Some teens in Ferguson have been advocating for better relations with police since the Brown shooting, holding a summit in November 2014 with the Ferguson Youth Initiative to explore ways to come together. The teens said they wanted to have more meetings with police officers, like sensitivity classes to discuss concepts such as stereotypes. 

“That includes listening circles, social outings, dinners out; anything to basically remove the stigmas on both regards,” said Dwayne T. James, an FYI board member and one of three black Ferguson City council members. He said those stigmas need to change into the idea that “teenagers are people and so are police officers, they’re people as well.”

While the events in Ferguson surrounded the death of a teenager, it was community leaders and other adults who were frequently seen in the media coverage, resulting in young people feeling they didn’t have a venue to express their opinions about police, said Jacquelyn Lewis-Harris, a board member of FYI as well as director of Connecting Human Origin and Cultural Diversity at the University of Missouri-St. Louis.

Lewis-Harris, who is also an associate professor at the university’s College of Education and Department of Anthropology, said the opinion many of FYI’s teens have is “the police don’t really know us as people and we don’t really know police as people, and maybe if we got together at social events, or get together in sensitivity sessions where we can do role-playing, we can break down some barriers.”

Officers have previously been involved with the FYI, but on an individual basis, not on a group level, according to board member and Ferguson resident Anna Ravindranath. Both Ravindranath and Lewis-Harris said there hasn’t been a concerted effort on the behalf of the police department as a whole to regularly meet with Ferguson’s young people.

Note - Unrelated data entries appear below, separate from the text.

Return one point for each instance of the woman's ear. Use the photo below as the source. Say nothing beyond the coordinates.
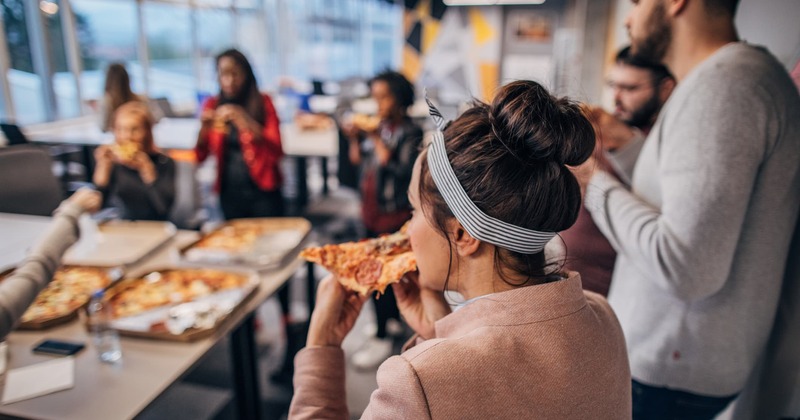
(466, 244)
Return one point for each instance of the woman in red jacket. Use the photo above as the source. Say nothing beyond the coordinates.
(241, 129)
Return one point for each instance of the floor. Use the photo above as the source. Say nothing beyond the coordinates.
(206, 392)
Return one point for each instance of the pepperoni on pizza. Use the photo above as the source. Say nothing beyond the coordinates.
(367, 265)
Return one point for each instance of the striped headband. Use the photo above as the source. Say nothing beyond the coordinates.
(480, 225)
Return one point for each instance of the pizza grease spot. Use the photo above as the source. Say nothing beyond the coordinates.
(368, 272)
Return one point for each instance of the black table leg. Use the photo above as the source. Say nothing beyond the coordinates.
(244, 360)
(88, 161)
(325, 189)
(302, 182)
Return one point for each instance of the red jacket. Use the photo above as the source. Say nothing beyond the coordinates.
(263, 156)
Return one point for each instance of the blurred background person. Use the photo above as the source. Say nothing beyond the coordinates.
(240, 128)
(640, 89)
(385, 148)
(117, 91)
(131, 173)
(19, 289)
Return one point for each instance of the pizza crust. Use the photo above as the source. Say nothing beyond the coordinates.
(368, 265)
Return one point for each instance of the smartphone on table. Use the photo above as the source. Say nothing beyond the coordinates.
(58, 347)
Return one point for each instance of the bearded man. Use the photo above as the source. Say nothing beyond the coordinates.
(702, 235)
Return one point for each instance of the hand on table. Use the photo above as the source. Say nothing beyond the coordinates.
(87, 199)
(334, 315)
(421, 307)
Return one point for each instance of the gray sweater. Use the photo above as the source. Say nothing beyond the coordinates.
(19, 290)
(702, 237)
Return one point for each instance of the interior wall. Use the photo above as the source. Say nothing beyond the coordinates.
(772, 23)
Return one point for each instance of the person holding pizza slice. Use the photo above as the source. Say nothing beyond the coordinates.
(385, 147)
(527, 342)
(131, 173)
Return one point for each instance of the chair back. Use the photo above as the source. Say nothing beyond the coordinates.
(27, 183)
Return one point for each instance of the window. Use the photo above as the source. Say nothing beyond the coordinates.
(253, 41)
(169, 48)
(106, 38)
(214, 34)
(26, 86)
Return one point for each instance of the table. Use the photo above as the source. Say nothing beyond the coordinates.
(168, 133)
(148, 367)
(19, 232)
(303, 144)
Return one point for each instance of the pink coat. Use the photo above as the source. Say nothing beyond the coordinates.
(549, 351)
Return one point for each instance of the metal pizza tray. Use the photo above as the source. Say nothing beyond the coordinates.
(281, 239)
(152, 324)
(119, 243)
(114, 275)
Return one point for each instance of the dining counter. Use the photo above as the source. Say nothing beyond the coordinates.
(148, 366)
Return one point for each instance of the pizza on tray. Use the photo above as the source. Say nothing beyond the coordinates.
(70, 289)
(167, 287)
(367, 265)
(237, 235)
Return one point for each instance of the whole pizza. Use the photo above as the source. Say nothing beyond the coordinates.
(368, 265)
(240, 235)
(70, 289)
(161, 288)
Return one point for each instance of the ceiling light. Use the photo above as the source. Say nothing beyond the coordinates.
(48, 7)
(489, 2)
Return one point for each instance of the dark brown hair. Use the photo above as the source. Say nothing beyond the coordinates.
(511, 158)
(249, 97)
(118, 89)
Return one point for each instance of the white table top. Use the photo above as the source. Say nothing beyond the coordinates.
(148, 367)
(296, 142)
(180, 133)
(19, 232)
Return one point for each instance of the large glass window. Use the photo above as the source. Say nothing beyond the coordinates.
(26, 86)
(107, 33)
(253, 41)
(169, 45)
(214, 34)
(327, 40)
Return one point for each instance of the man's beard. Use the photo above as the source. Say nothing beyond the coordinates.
(654, 45)
(642, 117)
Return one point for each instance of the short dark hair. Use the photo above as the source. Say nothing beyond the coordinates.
(401, 88)
(626, 57)
(727, 7)
(512, 158)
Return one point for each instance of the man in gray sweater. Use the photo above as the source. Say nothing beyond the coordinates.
(703, 234)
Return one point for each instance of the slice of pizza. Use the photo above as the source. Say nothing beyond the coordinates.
(367, 265)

“A lot of youth don’t interact with police officers unless they’re being told to do something or not do something,” Ravindranath said. The Ferguson Police Department did not return multiple calls seeking comment.

The DOJ expressly naming FYI in the decree will hopefully enable its members to write for bigger grants for more programming, as the group does not receive public funding, Lewis-Harris said. Being identified publicly like that should also make its brand name better known and allow the board to approach potential sources of funding more confidently, Ravindranath said.

But whether it leads to an increased number of meetings between youth and police is iffy at best, said Lewis-Harris, who is not optimistic on that front. FYI has had various police officers as well as adult city residents attend its events, but the group always wants more. With a proposed mandate from the DOJ, those meetings may happen more frequently, James, the council member, said.

“The past year and a half we’ve been talking about youth and giving focus to youth, so every report, every article, every decree, every video out there is saying that there is youth out there that needs to be listened to,” he said.